What does it mean for the rest of us? Well, for starters it meant a million tweets like this one being sent on Tuesday night:


And also like this:


And it’s this second tweet that actually cuts to the heart of the matter of what you actually feel about this move happening. Star Wars may beloved by many people across a number of generations, but is it actually any good? I’d argue both yes and no, and it’ll come as no surprise as to how I differentiate.

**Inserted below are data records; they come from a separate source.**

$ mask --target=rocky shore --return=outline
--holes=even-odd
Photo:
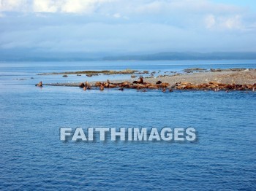
[[[106,80],[105,82],[90,82],[86,83],[91,88],[133,88],[133,89],[161,89],[166,90],[251,90],[256,88],[256,71],[244,69],[239,71],[223,70],[193,74],[174,74],[172,76],[140,78],[138,81]],[[85,83],[51,83],[44,85],[72,86],[84,87]],[[86,87],[84,88],[86,90]]]

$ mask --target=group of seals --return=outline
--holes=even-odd
[[[83,88],[83,90],[91,90],[91,87],[89,85],[89,82],[87,82],[87,81],[86,82],[86,83],[80,83],[79,85],[80,88]]]

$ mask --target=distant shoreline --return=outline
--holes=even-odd
[[[120,84],[126,82],[132,84],[134,80],[134,79],[127,80],[113,80],[110,82],[113,84]],[[106,81],[107,79],[105,81],[101,81],[101,82],[104,83]],[[176,74],[166,77],[163,76],[159,77],[144,78],[144,82],[148,84],[150,83],[155,85],[158,81],[161,81],[162,83],[167,83],[167,85],[166,87],[167,88],[171,88],[172,87],[173,87],[173,85],[177,84],[197,85],[201,84],[211,84],[212,82],[217,85],[250,85],[252,86],[256,86],[256,69],[246,69],[242,71],[224,70],[221,71],[198,72],[193,74]],[[81,82],[84,82],[72,83],[50,83],[44,84],[44,85],[79,87]],[[89,83],[90,85],[91,85],[91,87],[97,87],[97,86],[95,86],[95,82],[89,82]],[[161,87],[161,86],[159,86],[159,87]],[[140,87],[140,89],[143,88],[144,88],[143,86],[141,86],[141,88]],[[186,86],[184,86],[184,89],[187,89]],[[195,87],[195,88],[191,89],[198,88]]]

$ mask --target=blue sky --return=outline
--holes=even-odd
[[[0,50],[256,51],[255,2],[0,0]]]

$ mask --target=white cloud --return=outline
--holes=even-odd
[[[242,25],[241,18],[239,15],[228,17],[209,15],[205,17],[205,25],[208,29],[242,30],[244,29],[244,26]]]
[[[53,0],[34,0],[33,10],[34,12],[56,12],[58,7]]]
[[[207,28],[212,28],[215,23],[215,17],[213,15],[209,15],[205,18],[206,26]]]

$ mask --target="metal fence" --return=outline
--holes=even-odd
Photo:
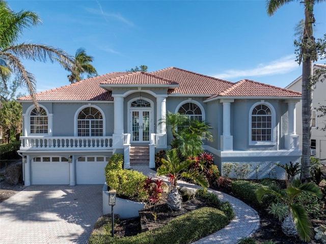
[[[17,165],[22,165],[22,159],[13,159],[13,160],[0,160],[0,170],[1,173],[3,173],[6,169],[9,167],[16,166]]]

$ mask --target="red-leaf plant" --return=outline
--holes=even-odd
[[[144,188],[148,194],[148,202],[152,208],[152,204],[154,207],[152,214],[154,216],[154,220],[156,220],[157,215],[155,212],[155,208],[156,203],[158,203],[161,199],[162,193],[164,192],[165,189],[162,187],[163,184],[163,180],[158,179],[152,179],[151,177],[147,177],[144,185]]]

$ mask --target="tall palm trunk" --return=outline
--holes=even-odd
[[[314,22],[314,0],[305,0],[305,30],[303,39],[302,65],[302,159],[301,178],[310,177],[310,138],[311,136],[311,113],[312,90],[311,77],[313,75],[314,49],[312,44],[315,41],[312,30]]]

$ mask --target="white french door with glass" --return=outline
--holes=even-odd
[[[130,110],[131,141],[149,142],[151,112],[148,110]]]

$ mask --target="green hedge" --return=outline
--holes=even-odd
[[[275,196],[266,194],[263,197],[262,203],[260,204],[257,199],[256,191],[263,186],[271,187],[275,185],[272,180],[266,180],[260,183],[254,183],[248,180],[236,180],[232,182],[231,188],[232,193],[247,203],[268,207],[271,202],[276,201]]]
[[[185,244],[214,233],[229,222],[221,210],[205,207],[179,216],[162,227],[134,236],[112,238],[109,231],[94,231],[89,243]]]

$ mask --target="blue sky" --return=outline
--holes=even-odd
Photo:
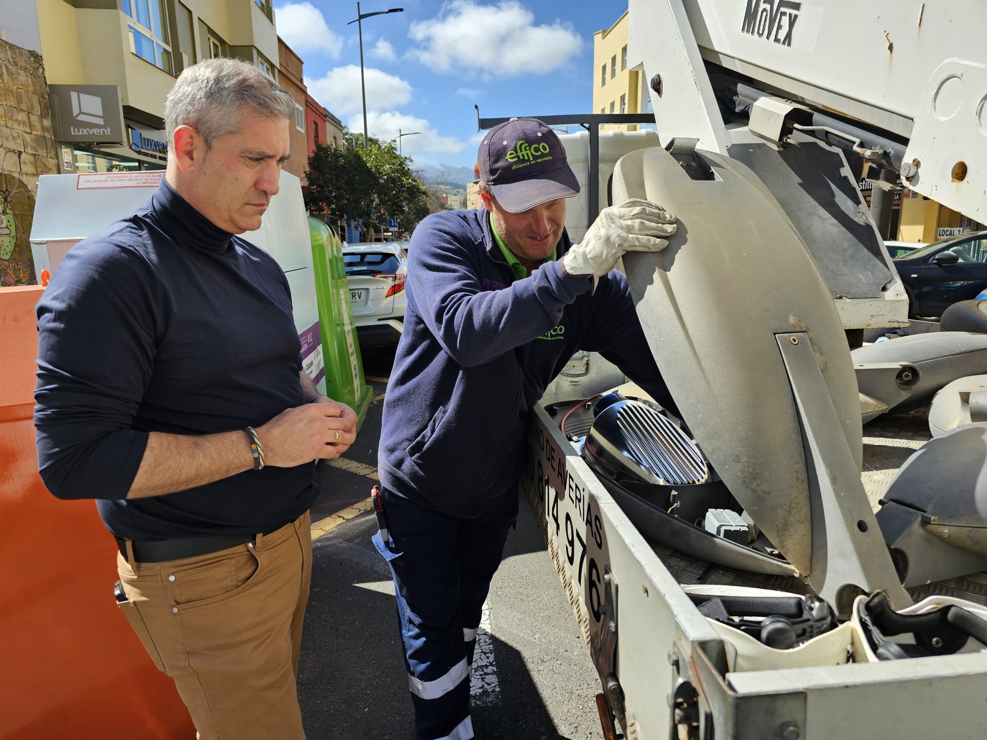
[[[419,165],[472,168],[474,104],[485,117],[589,112],[593,34],[627,9],[569,0],[361,0],[371,135],[403,139]],[[356,2],[275,0],[278,35],[305,62],[309,93],[362,131]]]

The first 3 films (episodes 4, 5 & 6) are good, the next 3 (eps 1, 2 & 3) are not, really. I’m not saying that the original three films are Vertigo or Citizen Kane, just that they are enjoyable and well constructed blockbusters and that the latter three are not. Where the first three movies use classic archetypes to tell the stories, the latter may as well use cardboard cut-outs such is the lack of depth to the characterisation.

Back when The Phantom Menace came out in 1999 I was at University studying screenwriting. I wasn’t a Star Wars obsessive, and I was someone who wanted the inside track, so I bought the script and read it before the film was in cinemas. Then I got to the end and thought to myself “Where’s the rest?” There was 40 minutes of story in the film and when I came to see the film at the cinema it became clear that they had crammed those 40 minutes of story into 136 minutes of screentime. It was dull, tedious and lifeless – everything the original trilogy could never be accused of.

But do we need to go over that in any greater depth? It’s old news now.

No, what I find interesting is the way in which Disney is deemed perfect because of some examples of great movies they have produced. The tweet mentions Wall-E and The Avengers (the latter of which is not all that, sorry), but could have broadened that out to just Pixar in general, along with The Muppets, Enchanted and Tangled – all great movies. These are mentioned by way of proof that Disney will do a better job than Lucasfilm did, juxtapositioning them against The Phantom Menace and Indiana Jones & The Crystal Skull, poor, poor movies, the pair of them.

However, let me give you another list:
• The Santa Clause (1, 2 and 3!)
• Around the World In 80 Days (starring the perfect ensemble of Steve Coogan, Jackie Chan and Arnold Schwarzenegger)
• The Pacifier
• Beverly Hills Chihuahua
• The Sorcerer’s Apprentice
• John Carter

Those are a lot of bad films, and those are all Disney films produced during the 21st century. It’s not a pretty sight, and I didn’t even include the Pirates movies (terrible, but liable to provoke an argument).

The point is that yes, Disney have a lot of incredibly talented people and yes, the last 3 Star Wars films were terrible, but the combination doesn’t mean that the next Star Wars films will be great. They say that in Hollywood, “Nobody Knows Anything” but I think it’s safe to say that, no matter how good the output from the Disney/Lucasfilm deal, the next Star Wars film will make an awful lot of money. That much we do know.